On the other hand, it could just be that Kim Jong-un has a legitimate affinity for carefree theme-park environments. After all, it runs in the family — his elder brother caused major embarrassment to their father, Kim Jong-il, when he snuck into Japan to visit Tokyo Disneyland back in 2001.
In any case, it was a colossal project, especially considering the problems plaguing the country more broadly. Food shortages are regular in North Korea, and keeping your public fed normally rates as higher priority than high-octane water slides.
And it's that kind of disconnect that makes North Korea's attempt at bolstering public appearances so, well, creepy — at the same time as Kim Jong-un was assessing the Munso water park (according to Ripley's written report, he's said to have checked it out a staggering 113 times), he was also ruling over multiple, brutal concentration camps. Back in February, a UN commission on human rights in North Korea condemned the regime as being nazi-like.
According to The Guardian, retired Australian judge Michael Kirby — one of the three-member panel that assembled the report — said nobody could claim they weren't aware what was going on.
Now the international community does know. There will be no excusing a failure of action because we didn't know. It's too long now. The suffering and the tears of the people of North Korea demand action.
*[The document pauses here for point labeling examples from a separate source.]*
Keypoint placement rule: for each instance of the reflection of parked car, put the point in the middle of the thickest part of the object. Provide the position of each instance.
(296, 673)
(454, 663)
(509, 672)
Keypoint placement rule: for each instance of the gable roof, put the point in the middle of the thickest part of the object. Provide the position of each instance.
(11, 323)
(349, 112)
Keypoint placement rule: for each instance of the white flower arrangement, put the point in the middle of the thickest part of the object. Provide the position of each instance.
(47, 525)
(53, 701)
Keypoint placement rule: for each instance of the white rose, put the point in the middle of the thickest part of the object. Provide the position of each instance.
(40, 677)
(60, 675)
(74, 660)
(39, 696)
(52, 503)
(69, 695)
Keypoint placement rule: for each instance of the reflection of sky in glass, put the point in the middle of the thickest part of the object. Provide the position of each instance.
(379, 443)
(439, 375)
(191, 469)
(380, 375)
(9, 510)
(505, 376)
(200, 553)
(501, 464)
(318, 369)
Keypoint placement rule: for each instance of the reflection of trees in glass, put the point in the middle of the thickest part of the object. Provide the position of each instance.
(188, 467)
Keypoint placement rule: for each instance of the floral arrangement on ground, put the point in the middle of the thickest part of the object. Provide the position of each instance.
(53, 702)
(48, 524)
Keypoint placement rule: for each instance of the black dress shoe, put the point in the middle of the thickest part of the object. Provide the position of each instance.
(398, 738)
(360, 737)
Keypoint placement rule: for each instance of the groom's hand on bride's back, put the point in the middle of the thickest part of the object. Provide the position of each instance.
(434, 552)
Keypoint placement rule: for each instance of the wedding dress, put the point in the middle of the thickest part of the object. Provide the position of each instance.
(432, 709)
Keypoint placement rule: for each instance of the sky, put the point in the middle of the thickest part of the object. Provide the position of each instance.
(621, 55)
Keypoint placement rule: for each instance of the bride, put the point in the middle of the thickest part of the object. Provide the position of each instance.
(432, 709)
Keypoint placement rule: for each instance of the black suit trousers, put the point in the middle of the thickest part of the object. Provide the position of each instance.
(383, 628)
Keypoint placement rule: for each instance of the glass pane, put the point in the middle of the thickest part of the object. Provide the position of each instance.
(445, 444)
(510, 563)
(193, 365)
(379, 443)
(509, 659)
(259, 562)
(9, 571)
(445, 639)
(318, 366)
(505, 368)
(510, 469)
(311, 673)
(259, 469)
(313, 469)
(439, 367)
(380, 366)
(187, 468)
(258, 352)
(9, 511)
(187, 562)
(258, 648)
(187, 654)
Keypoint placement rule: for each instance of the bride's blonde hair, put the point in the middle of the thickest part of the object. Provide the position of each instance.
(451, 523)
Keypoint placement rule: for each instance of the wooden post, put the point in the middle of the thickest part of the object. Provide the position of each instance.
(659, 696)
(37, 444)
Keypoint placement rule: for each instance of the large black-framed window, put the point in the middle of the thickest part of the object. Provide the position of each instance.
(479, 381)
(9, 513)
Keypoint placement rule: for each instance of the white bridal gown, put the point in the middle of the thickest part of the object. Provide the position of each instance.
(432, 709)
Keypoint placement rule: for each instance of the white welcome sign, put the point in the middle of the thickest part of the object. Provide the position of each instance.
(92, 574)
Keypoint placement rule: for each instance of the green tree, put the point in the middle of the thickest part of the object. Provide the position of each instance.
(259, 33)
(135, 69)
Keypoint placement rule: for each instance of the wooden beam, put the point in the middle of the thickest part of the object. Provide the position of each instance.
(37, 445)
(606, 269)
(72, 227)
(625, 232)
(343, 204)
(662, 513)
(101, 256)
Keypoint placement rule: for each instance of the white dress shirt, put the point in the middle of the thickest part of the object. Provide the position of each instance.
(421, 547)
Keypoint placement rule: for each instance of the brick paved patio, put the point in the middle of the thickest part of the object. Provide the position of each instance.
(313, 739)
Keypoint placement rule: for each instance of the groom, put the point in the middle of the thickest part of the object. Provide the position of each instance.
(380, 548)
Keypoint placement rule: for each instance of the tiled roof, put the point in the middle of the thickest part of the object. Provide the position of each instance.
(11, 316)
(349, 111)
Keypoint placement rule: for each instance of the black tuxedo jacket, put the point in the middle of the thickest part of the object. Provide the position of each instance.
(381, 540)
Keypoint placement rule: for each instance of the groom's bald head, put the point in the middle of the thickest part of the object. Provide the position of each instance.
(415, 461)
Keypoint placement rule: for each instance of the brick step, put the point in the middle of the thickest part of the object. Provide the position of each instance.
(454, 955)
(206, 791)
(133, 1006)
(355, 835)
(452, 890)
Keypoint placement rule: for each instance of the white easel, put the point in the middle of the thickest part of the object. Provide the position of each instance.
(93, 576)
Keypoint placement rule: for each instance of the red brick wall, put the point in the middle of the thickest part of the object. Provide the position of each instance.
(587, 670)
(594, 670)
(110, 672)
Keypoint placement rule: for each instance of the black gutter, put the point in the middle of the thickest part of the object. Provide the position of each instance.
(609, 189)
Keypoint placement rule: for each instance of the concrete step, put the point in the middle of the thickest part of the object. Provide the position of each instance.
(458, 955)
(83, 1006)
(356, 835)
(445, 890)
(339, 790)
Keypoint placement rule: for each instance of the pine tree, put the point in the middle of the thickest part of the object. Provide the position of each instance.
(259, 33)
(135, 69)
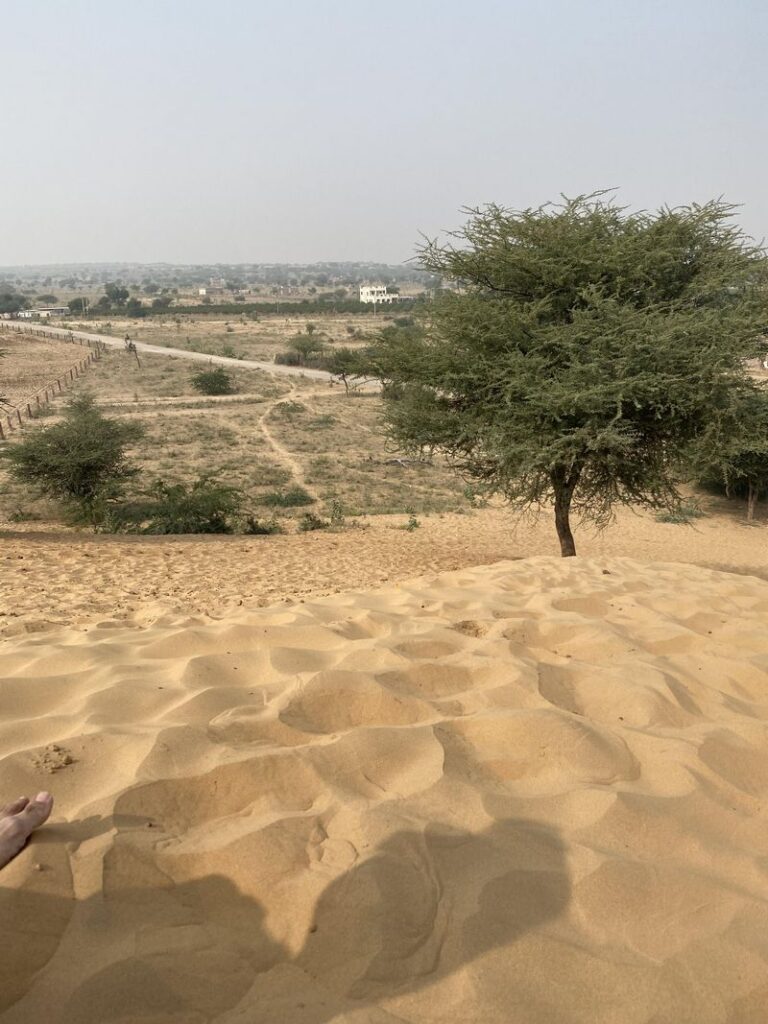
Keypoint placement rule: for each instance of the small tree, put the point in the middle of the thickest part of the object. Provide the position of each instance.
(583, 350)
(116, 295)
(82, 460)
(732, 455)
(216, 381)
(306, 347)
(347, 365)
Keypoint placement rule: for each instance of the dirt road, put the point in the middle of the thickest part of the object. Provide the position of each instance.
(177, 353)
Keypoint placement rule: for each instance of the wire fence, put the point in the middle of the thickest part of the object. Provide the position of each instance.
(12, 415)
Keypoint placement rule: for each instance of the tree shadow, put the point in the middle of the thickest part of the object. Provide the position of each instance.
(421, 907)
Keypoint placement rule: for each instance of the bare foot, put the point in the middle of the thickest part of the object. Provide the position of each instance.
(18, 820)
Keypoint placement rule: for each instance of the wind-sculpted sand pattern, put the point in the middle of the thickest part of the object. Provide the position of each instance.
(529, 794)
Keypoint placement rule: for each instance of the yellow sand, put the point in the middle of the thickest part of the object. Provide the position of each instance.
(532, 793)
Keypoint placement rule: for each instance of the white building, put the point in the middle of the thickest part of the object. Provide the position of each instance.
(376, 293)
(43, 311)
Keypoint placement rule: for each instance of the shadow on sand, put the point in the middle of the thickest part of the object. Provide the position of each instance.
(419, 908)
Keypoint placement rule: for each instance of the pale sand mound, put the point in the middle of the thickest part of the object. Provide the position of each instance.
(529, 794)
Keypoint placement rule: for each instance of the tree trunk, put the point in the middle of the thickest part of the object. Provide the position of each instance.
(563, 485)
(752, 500)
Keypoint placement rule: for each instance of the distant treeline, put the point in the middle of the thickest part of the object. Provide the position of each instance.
(309, 306)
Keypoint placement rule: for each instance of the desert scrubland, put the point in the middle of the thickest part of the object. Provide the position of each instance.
(374, 774)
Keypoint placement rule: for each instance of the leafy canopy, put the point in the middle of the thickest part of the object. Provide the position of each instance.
(79, 460)
(583, 350)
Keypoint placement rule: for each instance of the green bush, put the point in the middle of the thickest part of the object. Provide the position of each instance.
(216, 381)
(81, 461)
(204, 507)
(291, 498)
(309, 521)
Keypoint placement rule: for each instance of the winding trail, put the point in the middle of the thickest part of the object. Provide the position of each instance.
(284, 455)
(179, 353)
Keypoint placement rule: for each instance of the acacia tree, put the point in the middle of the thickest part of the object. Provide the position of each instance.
(582, 352)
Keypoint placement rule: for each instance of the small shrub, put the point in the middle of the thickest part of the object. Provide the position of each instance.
(337, 513)
(81, 460)
(204, 507)
(216, 381)
(309, 521)
(413, 523)
(292, 498)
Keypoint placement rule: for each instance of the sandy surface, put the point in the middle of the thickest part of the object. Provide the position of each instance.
(525, 794)
(52, 579)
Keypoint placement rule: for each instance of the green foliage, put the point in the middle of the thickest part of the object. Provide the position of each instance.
(309, 521)
(82, 460)
(11, 300)
(346, 364)
(216, 381)
(116, 295)
(204, 507)
(307, 346)
(585, 351)
(337, 513)
(292, 498)
(413, 523)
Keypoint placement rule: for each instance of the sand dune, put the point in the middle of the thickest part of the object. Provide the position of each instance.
(527, 793)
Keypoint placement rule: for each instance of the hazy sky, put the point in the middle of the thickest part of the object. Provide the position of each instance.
(253, 130)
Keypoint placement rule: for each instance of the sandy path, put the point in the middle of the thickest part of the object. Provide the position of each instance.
(52, 579)
(282, 454)
(182, 353)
In short, it's easy to look at some of the more absurd headlines that come out of North Korea — including some that seem simply too strange to be true, like thinly sourced reports in March that all North Korean men were being forced to get Kim Jong-un's haircut — and start thinking that it's ruled over by a humorous yet bumbling strongman.
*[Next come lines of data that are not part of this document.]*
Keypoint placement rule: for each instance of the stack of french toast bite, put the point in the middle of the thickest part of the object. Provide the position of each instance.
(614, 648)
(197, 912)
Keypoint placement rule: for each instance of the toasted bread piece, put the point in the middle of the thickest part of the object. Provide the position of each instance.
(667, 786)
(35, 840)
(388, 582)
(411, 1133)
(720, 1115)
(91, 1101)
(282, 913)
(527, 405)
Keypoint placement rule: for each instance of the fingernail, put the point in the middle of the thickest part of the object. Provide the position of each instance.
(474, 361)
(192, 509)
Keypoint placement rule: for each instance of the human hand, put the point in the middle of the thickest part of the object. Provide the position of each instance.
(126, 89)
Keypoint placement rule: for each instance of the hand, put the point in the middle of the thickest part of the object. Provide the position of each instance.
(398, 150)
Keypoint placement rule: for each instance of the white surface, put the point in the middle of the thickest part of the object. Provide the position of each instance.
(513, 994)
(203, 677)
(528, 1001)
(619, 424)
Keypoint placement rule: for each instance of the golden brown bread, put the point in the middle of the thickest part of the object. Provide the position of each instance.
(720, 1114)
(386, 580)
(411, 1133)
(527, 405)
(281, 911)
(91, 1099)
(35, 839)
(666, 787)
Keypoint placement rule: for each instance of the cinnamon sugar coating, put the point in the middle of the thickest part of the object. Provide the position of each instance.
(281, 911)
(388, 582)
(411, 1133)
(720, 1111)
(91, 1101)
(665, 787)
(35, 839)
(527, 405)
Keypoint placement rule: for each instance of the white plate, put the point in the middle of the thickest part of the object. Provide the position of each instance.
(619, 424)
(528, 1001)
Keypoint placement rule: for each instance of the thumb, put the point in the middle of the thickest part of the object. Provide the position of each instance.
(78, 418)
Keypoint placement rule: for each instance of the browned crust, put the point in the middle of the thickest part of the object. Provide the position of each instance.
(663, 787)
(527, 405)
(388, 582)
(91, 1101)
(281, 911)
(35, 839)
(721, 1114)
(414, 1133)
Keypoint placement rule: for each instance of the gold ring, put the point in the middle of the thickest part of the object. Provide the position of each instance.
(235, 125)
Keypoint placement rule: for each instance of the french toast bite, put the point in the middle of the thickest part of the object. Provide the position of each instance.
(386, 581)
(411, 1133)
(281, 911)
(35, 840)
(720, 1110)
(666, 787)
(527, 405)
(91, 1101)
But it's always good to keep in mind, whatever your political persuasion, the full extent of what's going on over there. The North Korean prison camp system, rampant with starvation and executions according to those lucky enough to have escaped, are believed to hold between 80,000 and 120,000 political prisoners. Those are numbers, and lives lost, that no amount of internet memes or water parks can hide — and rightly so.